Inference

Create chat completions by sending messages to a model. The platform routes your request to the best available provider based on your routing strategy. Authenticate with an API key or MPP payment credential.

Streaming

Streaming is enabled by default ("stream": true). Tokens are delivered as Server-Sent Events.

data: {"id":"chatcmpl-abc123","choices":[{"delta":{"content":"Hello"},"index":0,"finish_reason":null}]}

data: {"id":"chatcmpl-abc123","choices":[{"delta":{},"index":0,"finish_reason":"stop"}],"usage":{"prompt_tokens":10,"completion_tokens":2,"total_tokens":12}}

data: [DONE]

Usage statistics are included in the final chunk. The platform sets stream_options.include_usage automatically.

MPP Streaming Events

When paying via Tempo session, the stream may include additional payment events:

Balance exhausted — server requests a new voucher:

event: payment-need-voucher
data: {"channelId":"0x6d0f...","requiredCumulative":"250025","acceptedCumulative":"250000"}

Sign a new voucher with a higher cumulative amount to resume delivery. Stream closes after 60s if no voucher is received.

Completion — server confirms payment:

event: payment-receipt
data: {"challengeId":"...","method":"tempo","reference":"0x...","status":"success"}

For non-streaming requests, the receipt is in the Payment-Receipt HTTP response header instead.

Non-Streaming

Set "stream": false to receive the complete response as a single JSON object with a usage field.

Routing

Control provider selection with routing_strategy and price ceilings. See the Routing Guide. Routing works identically for both payment rails.

Endpoint Reference

POST/v1/chat/completionsapi-key | payment

Create a chat completion. Accepts Bearer (API key) or Payment (MPP credential) auth.

Parameters

Name	Type	Req	Description
model	string	Yes	Model identifier.
messages	array	Yes	Message objects with role and content.
stream	boolean	No	Enable SSE streaming. Default: `true`
max_tokens	integer	No	Max tokens to generate. Default: `4096`
temperature	number	No	Sampling temperature (0-2). Default: `1`
top_p	number	No	Nucleus sampling.
stop	string\|array	No	Stop sequences.
frequency_penalty	number	No	Penalize repeated tokens.
presence_penalty	number	No	Penalize present tokens.
timeout_ms	integer	No	Timeout in ms (max 30000).
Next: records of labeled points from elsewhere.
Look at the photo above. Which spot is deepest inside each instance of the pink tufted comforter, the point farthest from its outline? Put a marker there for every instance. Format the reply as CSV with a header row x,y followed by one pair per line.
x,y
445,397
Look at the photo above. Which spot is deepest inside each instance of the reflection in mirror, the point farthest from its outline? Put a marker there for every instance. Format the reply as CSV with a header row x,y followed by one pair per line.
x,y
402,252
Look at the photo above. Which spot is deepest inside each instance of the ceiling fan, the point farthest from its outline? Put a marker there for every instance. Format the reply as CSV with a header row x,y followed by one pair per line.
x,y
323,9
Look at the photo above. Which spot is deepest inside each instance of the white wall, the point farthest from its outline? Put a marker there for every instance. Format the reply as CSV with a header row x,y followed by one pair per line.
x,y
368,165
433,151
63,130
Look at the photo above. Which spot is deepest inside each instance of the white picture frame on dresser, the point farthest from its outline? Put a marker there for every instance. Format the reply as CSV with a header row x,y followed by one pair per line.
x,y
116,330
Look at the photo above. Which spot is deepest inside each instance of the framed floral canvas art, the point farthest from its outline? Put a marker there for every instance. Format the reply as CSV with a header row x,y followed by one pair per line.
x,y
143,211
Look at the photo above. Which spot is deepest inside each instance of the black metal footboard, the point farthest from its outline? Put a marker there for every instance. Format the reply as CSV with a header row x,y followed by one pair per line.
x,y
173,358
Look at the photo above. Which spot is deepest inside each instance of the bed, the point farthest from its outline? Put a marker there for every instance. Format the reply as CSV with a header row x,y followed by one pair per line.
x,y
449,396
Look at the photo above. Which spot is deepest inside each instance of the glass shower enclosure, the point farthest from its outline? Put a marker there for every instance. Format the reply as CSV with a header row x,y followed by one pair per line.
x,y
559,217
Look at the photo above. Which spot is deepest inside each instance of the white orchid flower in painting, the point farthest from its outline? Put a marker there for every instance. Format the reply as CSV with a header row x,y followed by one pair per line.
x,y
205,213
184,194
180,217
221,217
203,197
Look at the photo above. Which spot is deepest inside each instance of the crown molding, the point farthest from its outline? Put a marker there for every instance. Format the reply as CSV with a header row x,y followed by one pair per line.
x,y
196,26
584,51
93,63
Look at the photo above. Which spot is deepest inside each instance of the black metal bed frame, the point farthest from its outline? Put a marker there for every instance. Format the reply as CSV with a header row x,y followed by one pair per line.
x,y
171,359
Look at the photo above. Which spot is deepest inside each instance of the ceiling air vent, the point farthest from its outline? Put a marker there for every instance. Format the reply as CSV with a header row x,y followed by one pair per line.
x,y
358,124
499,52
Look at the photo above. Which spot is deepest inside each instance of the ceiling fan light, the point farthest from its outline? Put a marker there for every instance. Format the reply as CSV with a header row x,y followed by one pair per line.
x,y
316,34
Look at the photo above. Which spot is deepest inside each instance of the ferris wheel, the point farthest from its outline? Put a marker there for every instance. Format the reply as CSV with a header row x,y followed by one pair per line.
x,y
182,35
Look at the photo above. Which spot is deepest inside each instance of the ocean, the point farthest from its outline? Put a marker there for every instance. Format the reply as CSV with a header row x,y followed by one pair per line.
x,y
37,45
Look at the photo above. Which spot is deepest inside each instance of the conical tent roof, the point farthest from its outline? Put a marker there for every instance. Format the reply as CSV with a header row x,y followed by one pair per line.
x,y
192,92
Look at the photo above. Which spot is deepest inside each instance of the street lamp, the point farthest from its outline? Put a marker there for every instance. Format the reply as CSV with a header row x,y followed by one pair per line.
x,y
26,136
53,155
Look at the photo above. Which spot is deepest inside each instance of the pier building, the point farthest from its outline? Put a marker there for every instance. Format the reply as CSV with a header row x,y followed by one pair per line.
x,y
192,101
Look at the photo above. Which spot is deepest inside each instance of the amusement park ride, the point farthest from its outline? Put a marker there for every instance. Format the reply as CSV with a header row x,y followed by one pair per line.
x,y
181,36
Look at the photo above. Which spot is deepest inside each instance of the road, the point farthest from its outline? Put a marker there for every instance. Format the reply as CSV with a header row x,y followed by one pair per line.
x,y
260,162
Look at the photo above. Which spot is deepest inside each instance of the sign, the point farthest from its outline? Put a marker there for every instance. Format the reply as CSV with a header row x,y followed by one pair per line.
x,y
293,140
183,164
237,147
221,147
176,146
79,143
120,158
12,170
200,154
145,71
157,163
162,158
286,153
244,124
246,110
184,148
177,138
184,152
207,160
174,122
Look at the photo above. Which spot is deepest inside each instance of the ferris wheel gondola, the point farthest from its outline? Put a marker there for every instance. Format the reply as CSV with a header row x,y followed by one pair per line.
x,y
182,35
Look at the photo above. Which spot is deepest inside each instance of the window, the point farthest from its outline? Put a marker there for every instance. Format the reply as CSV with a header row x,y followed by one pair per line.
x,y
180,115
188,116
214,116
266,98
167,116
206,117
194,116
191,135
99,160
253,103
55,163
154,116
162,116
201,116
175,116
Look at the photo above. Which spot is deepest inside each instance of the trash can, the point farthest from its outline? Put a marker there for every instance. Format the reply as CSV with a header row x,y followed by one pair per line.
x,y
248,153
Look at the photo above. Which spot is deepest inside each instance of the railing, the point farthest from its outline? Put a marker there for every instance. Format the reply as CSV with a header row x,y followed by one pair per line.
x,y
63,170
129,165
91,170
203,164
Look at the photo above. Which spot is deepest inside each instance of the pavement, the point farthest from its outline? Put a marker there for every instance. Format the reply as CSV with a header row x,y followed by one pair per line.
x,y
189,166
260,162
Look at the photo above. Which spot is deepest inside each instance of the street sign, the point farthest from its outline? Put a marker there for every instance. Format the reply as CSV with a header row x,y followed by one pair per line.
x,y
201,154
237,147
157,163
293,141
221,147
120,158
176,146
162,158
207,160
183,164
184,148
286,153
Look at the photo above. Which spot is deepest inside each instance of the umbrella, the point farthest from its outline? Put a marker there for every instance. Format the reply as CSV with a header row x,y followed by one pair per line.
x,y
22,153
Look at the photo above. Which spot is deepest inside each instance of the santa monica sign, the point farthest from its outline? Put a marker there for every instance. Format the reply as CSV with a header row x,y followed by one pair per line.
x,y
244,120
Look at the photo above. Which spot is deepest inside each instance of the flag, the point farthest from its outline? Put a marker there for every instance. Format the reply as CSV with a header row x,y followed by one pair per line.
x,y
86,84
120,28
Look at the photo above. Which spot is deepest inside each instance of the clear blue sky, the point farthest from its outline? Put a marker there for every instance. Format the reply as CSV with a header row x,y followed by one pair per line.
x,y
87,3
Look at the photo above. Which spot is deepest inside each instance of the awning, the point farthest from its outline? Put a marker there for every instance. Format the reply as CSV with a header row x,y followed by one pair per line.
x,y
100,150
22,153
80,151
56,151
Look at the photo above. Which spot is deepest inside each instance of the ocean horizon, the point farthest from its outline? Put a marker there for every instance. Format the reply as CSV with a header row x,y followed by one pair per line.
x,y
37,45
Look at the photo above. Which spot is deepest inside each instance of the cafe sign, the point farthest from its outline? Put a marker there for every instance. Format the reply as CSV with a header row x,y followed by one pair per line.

Default: `30000`
routing_strategy	string	No	'cheapest', 'fastest', or 'balanced' (default). Default: `balanced`
allow_external	boolean	No	Include OpenRouter. Default: true for balanced/fastest, false for cheapest.
max_input_price_per_million	integer	No	Max input price (cents/M tokens). Both must be set.
max_output_price_per_million	integer	No	Max output price (cents/M tokens). Both must be set.

Request

{
  "model": "qwen/qwen3.5-9b",
  "messages": [
    {
      "role": "user",
      "content": "Hello"
    }
  ],
  "stream": false
}

Response

{
  "id": "chatcmpl-abc",
  "object": "chat.completion",
  "created": 1700000000,
  "model": "qwen/qwen3.5-9b",
  "choices": [
    {
      "index": 0,
      "message": {
        "role": "assistant",
        "content": "Hello!"
      },
      "finish_reason": "stop"
    }
  ],
  "usage": {
    "prompt_tokens": 10,
    "completion_tokens": 5,
    "total_tokens": 15
  }
}

Errors

400	Bad request
401	Invalid API key
402	Stripe: billing issue / MPP: payment challenge (WWW-Authenticate: Payment)
502	All providers failed
503	No providers available